Mesna assists to detoxify these metabolites by reaction of its sulfhydryl group with α,β-unsaturated carbonyl containing compounds such as acrolein.[5] This reaction is known as a Michael addition. Mesna also increases urinary excretion of cysteine.
Outside North America, mesna is also used as a mucolytic agent, working in the same way as acetylcysteine; it is sold for this indication as Mistabron[6] and Mistabronco.

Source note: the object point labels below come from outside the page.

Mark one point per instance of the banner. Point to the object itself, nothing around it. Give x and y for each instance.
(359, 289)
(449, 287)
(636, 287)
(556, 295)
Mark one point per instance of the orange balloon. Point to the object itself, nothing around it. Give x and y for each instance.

It is administered intravenously or orally (through the mouth).[7] The IV mesna infusions would be given with IV ifosfamide, while oral mesna would be given with oral cyclophosphamide. The oral doses must be double the intravenous (IV) mesna dose due to bioavailability issues. The oral preparation allows patients to leave the hospital sooner, instead of staying four to five days for all the IV mesna infusions.
Mesna reduces the toxicity of urotoxic compounds that may form after chemotherapy administration. Mesna is a water-soluble compound with antioxidant properties, and is given concomitantly with the chemotherapeutic agents cyclophosphamide and ifosfamide. Mesna concentrates in the bladder where acrolein accumulates after administration of chemotherapy and through a Michael addition, forms a conjugate with acrolein and other urotoxic metabolites.[5] This conjugation reaction inactivates the urotoxic compounds to harmless metabolites. The metabolites are then excreted in the urine.[8]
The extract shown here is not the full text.